Young people around the world are increasingly jobless, ruining the world’s chances of restoring stability. Nowhere is this more true than in Africa and the Middle East, where “youth bubbles” mean half the population is under twenty-five. Yet even in older and most developed areas, jobless teens and twenty-somethings represent an under-appreciated threat to our future. Without experience working, an understanding of the relationship between time and money, or productive activities to fill their time, the young unemployed are an army in search of a war.
No Work Experience Now = Fewer Chances Later
Less than 35 percent of 16-to-19 year olds in America are working right now, compared to nearly 55 percent just 10 years ago, according to the Bureau of Labor Statistics. This number matters because of the basic catch-22 of working – everybody wants workers with experience.
Getting my first job as a 16 year old in a fast food restaurant may not have seemed like opening the door to the world of work at the time, but it really did. Without that first job, it would have been much harder to get my second job, and I needed the second job to get my third job. This job chain continues unbroken throughout most working careers, but without that first job, it never gets started, leaving teens and twenty-somethings unemployed and frustrated even if they have college degrees.
The situation is the same in other labor markets. In Europe, one in five workers under 25 is jobless. In the Middle East and North Africa, where two-thirds of the population is under 18, youth unemployment rates are over 30 percent and rising rapidly. The Organization for Economic Cooperation and Development (OECD) notes that youth unemployment is at its highest point worldwide since the group started collecting data in 1976. Each one of these would-be workers is missing the first step on the ladder out of a life of frustration, poverty, and dependence on handouts, and every year they sit out of the job market lowers their chances of successful careers later.
Everything To Do With The Future We and Our Children and Our Children’s Children Will Enjoy.…
Poor Understanding of Time-Money Relationships
The young jobless are also missing a chance to develop a strong understanding of the time-money relationship. This may seem like a small thing, but it can have a dramatic impact on thinking and behavior.

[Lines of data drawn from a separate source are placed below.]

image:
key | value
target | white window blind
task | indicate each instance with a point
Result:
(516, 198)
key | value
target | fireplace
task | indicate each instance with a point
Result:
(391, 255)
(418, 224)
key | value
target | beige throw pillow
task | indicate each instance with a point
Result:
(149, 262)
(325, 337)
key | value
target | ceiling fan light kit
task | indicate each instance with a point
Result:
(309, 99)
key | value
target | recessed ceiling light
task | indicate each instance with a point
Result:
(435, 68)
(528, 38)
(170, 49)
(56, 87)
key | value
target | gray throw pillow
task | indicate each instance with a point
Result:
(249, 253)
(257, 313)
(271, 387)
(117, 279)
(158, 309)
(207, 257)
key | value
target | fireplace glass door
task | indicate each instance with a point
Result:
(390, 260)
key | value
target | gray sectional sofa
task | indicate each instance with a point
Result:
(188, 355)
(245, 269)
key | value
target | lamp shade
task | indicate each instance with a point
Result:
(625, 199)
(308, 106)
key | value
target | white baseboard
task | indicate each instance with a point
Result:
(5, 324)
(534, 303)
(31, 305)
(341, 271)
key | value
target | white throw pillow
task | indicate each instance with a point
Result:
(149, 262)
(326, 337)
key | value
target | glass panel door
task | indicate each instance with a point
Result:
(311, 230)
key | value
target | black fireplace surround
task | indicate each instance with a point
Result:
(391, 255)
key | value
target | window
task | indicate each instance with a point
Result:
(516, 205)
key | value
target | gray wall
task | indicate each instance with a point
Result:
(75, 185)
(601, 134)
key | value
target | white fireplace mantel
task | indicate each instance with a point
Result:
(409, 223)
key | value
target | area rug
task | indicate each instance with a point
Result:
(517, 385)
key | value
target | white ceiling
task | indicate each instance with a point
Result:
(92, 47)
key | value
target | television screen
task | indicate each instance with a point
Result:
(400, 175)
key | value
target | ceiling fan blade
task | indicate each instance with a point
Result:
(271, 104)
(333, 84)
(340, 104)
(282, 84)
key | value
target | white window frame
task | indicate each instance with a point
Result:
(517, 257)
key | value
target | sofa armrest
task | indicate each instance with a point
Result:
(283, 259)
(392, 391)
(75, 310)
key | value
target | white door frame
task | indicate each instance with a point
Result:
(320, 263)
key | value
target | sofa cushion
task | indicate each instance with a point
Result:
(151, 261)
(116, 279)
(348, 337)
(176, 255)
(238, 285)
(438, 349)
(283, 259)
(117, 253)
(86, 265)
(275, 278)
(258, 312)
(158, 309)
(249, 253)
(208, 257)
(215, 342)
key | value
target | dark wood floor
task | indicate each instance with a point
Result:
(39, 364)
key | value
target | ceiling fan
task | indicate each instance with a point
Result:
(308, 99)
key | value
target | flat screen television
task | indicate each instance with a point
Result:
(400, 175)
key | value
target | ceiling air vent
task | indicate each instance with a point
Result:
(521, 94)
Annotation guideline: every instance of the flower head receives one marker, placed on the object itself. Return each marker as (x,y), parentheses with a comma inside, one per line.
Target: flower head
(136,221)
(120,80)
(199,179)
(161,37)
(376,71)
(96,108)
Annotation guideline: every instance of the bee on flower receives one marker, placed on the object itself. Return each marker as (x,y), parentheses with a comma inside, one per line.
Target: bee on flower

Think of your first job. One of the critical lessons was that if you wanted to buy something – say a tank of gas or an album – you had to work for a certain number of hours to get it. You started looking at purchases in terms of how much time and effort it would take you to get them. A night out with friends might mean one weekend shift, while gas for the car might be three afternoons of hard labor. Suddenly, nothing was free. Everything had to be earned, and when you did the hard math, some things weren’t really worth having – not if you had to pay for them!
Now imagine you’ve never had a job. There are things that you want, or things that you think you should have, but you don’t have a first-hand appreciation of the costs or choices involved in getting those things. You don’t understand why some things are possible and others can’t happen. You deserve to have XYZ … why can’t you have it now?
Young people who don’t understand the choices and hard hours of work behind products and services represent a problem. They have unmet demands and endless frustration. Even the best of them may resort to drastic actions – protesting, vandalism, stealing – if they try repeatedly to find work only to get turned down. Multiply them by the world, and there’s a powder keg waiting to be lit.
Hours of Empty Time to Be Filled
African and Middle Eastern nations know this powder keg better than anyone. The Arab Spring revolution in Tunisia was started by a group of hittistes – the slang term for people who lean on walls all day because they have no work. It was taken up by Egypt’s shaba atileen, the unemployed youth, moved to Libya, and continues to grow.
Democratic and human rights issues are a part of it, but frustrated young people with a lot of empty time play a big part as well. How better to fill your time than with a worthy cause? If you don’t have a job perhaps you can join the Occupy movement, protest in the streets of Greece, Spain, or Portugal, form secret societies in China, or overthrow the government in Iran. Let’s be honest – if you’re at work, you’re not marching, protesting, rioting, or rebelling.
The governments and big businesses of the world claim to want peace and stability. Yet their policies have created a world where young people can’t find work. They can’t buy houses and start families that would anchor them to a quiet life– they can’t even afford to leave their parents’ house. TV and the media showcase lavish lifestyles most will never afford, and the resentment builds against “the man” and “the system” that’s shutting them out. Small wonder that unrest is on the rise worldwide – until the youth of the world feel they have a real, prosperous future ahead of them, governments and big business need to watch out.